Note that Galon’s question was about passage from Gaza to the West Bank; Vilani’s reply was about entry into Israel. This is not the result of the fact Vilnai was never the sharpest herring in the drawer; Entering Israel is essential to movement from the Strip to the Bank, unless the Palestinian is expected to go to Egypt, travel from it to Jordan, and then cross from the to the Bank. This is Israel’s new excuse for its Separation Policy (mediniut ha’bidul, in Hebrew), disconnecting the Strip and the Bank. Anyone entering Israel from Gaza has already passed a stringent search. All the IDF has to do is send every morning one or two buses from the Erez Crossing to the West Bank, along with two or three soldiers to watch over them. It doesn’t. The excuse of “prohibition of entering Israel” is too easy.
In case anyone thought there’s any logic in Israel’s policy of travel permits between the Strip and the Bank, he should have a look at the table usefully assembled here by the Gisha NGO. It’s in Hebrew, so I’ll summarize.

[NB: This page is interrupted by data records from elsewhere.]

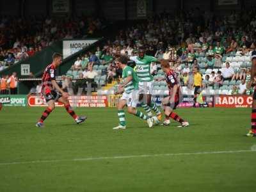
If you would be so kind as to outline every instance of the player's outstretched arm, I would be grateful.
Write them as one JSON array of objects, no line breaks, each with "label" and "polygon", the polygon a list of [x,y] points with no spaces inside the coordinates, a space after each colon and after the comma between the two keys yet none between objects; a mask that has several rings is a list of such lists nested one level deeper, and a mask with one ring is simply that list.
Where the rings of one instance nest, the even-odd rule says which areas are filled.
[{"label": "player's outstretched arm", "polygon": [[174,102],[175,96],[176,95],[177,91],[178,91],[178,84],[175,84],[173,86],[172,94],[171,97],[170,97],[170,103]]},{"label": "player's outstretched arm", "polygon": [[165,78],[164,77],[158,77],[158,78],[156,78],[155,81],[157,82],[159,82],[161,81],[165,81]]},{"label": "player's outstretched arm", "polygon": [[124,79],[124,82],[120,84],[120,86],[124,87],[131,81],[132,81],[132,76],[128,76]]}]

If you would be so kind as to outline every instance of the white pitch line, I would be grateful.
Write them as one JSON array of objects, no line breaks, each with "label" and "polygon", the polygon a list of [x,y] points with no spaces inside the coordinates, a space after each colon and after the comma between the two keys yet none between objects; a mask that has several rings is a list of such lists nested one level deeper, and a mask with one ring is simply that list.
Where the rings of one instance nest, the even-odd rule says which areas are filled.
[{"label": "white pitch line", "polygon": [[96,161],[96,160],[105,160],[105,159],[131,159],[131,158],[154,157],[161,157],[161,156],[164,157],[164,156],[196,156],[196,155],[218,154],[236,154],[236,153],[255,152],[256,150],[239,150],[199,152],[193,152],[193,153],[148,154],[148,155],[146,154],[146,155],[134,155],[134,156],[113,156],[113,157],[88,157],[83,159],[73,159],[37,160],[31,161],[0,163],[0,166],[10,165],[10,164],[42,163],[60,163],[65,161]]}]

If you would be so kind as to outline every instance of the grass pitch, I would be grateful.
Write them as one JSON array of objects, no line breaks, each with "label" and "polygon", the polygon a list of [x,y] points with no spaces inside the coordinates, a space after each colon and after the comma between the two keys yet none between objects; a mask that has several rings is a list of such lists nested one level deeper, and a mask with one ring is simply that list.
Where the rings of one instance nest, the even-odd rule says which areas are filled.
[{"label": "grass pitch", "polygon": [[186,128],[149,129],[127,115],[116,131],[115,108],[76,108],[88,118],[76,125],[57,108],[38,129],[44,109],[0,111],[0,191],[255,190],[250,109],[177,109]]}]

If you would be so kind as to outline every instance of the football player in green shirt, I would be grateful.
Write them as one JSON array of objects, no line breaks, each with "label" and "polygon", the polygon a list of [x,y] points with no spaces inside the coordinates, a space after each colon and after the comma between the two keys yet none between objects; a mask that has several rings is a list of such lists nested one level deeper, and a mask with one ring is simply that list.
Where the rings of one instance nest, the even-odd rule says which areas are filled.
[{"label": "football player in green shirt", "polygon": [[139,103],[138,79],[133,68],[127,65],[128,58],[125,56],[121,56],[116,63],[118,67],[123,70],[122,83],[118,85],[116,93],[122,93],[117,105],[119,125],[113,129],[124,129],[126,128],[126,121],[124,107],[127,105],[128,113],[132,114],[147,121],[148,127],[153,126],[154,120],[157,121],[156,116],[150,118],[141,111],[137,110],[136,106]]},{"label": "football player in green shirt", "polygon": [[153,90],[153,76],[150,74],[151,62],[160,62],[153,56],[145,54],[145,49],[140,47],[138,56],[131,56],[130,60],[134,61],[136,67],[136,71],[139,79],[140,101],[141,106],[150,117],[153,115],[151,109],[156,113],[159,121],[161,120],[161,113],[155,102],[151,100]]}]

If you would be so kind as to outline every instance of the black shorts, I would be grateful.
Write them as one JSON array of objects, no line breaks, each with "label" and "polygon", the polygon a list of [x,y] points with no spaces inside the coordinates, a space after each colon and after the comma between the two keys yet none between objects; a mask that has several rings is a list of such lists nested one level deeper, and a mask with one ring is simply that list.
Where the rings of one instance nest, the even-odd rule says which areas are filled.
[{"label": "black shorts", "polygon": [[48,93],[46,94],[43,93],[44,98],[45,98],[46,102],[48,102],[51,100],[54,100],[57,101],[60,97],[62,97],[62,95],[58,92],[55,91],[51,91],[51,93]]},{"label": "black shorts", "polygon": [[201,93],[201,86],[195,86],[194,95],[200,94],[200,93]]},{"label": "black shorts", "polygon": [[256,90],[254,90],[254,91],[253,91],[253,95],[252,96],[252,99],[253,100],[256,100]]},{"label": "black shorts", "polygon": [[174,104],[172,103],[171,104],[170,102],[168,102],[168,104],[165,104],[165,106],[168,106],[170,107],[173,109],[176,109],[177,107],[179,106],[179,102],[175,102]]}]

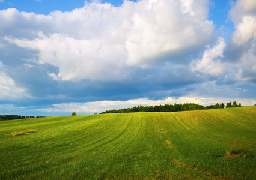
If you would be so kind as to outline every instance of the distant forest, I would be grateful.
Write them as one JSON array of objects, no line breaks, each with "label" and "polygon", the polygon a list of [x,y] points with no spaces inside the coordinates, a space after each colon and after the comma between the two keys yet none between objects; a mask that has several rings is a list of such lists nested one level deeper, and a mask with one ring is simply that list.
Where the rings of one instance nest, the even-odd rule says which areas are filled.
[{"label": "distant forest", "polygon": [[1,120],[13,120],[13,119],[25,119],[25,118],[41,118],[43,116],[24,116],[20,115],[0,115],[0,121]]},{"label": "distant forest", "polygon": [[[236,101],[234,101],[233,104],[231,102],[228,103],[226,105],[226,108],[230,107],[241,107],[241,103],[238,105]],[[137,107],[134,106],[132,108],[123,108],[121,109],[113,109],[111,110],[104,111],[100,114],[106,113],[129,113],[129,112],[178,112],[178,111],[186,111],[186,110],[203,110],[203,109],[219,109],[224,108],[225,105],[222,103],[219,104],[219,103],[215,105],[210,105],[209,106],[203,106],[202,105],[194,104],[194,103],[186,103],[184,104],[165,104],[165,105],[155,105],[154,106],[138,106]]]}]

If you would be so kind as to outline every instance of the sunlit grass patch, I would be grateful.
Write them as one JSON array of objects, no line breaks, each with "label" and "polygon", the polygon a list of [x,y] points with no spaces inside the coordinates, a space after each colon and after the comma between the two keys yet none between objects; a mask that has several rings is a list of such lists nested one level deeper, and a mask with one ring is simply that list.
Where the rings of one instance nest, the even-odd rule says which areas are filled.
[{"label": "sunlit grass patch", "polygon": [[18,135],[25,135],[25,134],[29,134],[33,133],[35,133],[35,130],[32,129],[28,129],[28,130],[25,131],[14,131],[11,133],[10,135],[12,136],[18,136]]},{"label": "sunlit grass patch", "polygon": [[226,151],[224,158],[254,158],[255,155],[254,148],[246,142],[239,142],[236,140]]}]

Who pays the price for the Separation Policy? Orphans living in Gaza who lost one parent, whose other parent lives on the Bank; Assuming they have a “close family relation” living in the Strip, they’ll never be united with their parent. The Guardian of Israel shall not sleep, nor shall he wink; He will not allow the horrid danger of an orphan living with his surviving mother to materialize. Who pays the price? Gazans who want to embrace a brother who lost a son. Mind you, the Gazan is only considered dangerous as long as the dead relative is a nephew; Were his brother to die, he would, in the blink of an eye, shed all of his inherent dangerousness and be transformed into a trustworthy Palestinian, and be allowed to travel to the West Bank. Who pays the price? Poets, who – unlike soccer players, for instance – can’t travel from Gaza to the Bank. And this is right and proper: Poets ought to be feared. They are the ones who will weave despair and rage into a tapestry which will, eventually, overcome fear.
Keep that in mind, when next an Israeli official spouts the nonsense that “Israel doesn’t control the Strip.” We accept this abomination daily, out of ignorance and the will not to make waves. We supply the abomination with its guardiams. We are the ones allowing freeloaders like Vilnai to cover it with a mass of harsh, indigestible security-talk, falling on the ground like hail. We keep this policy alive – and, if there is justice in the world, will also pay the price.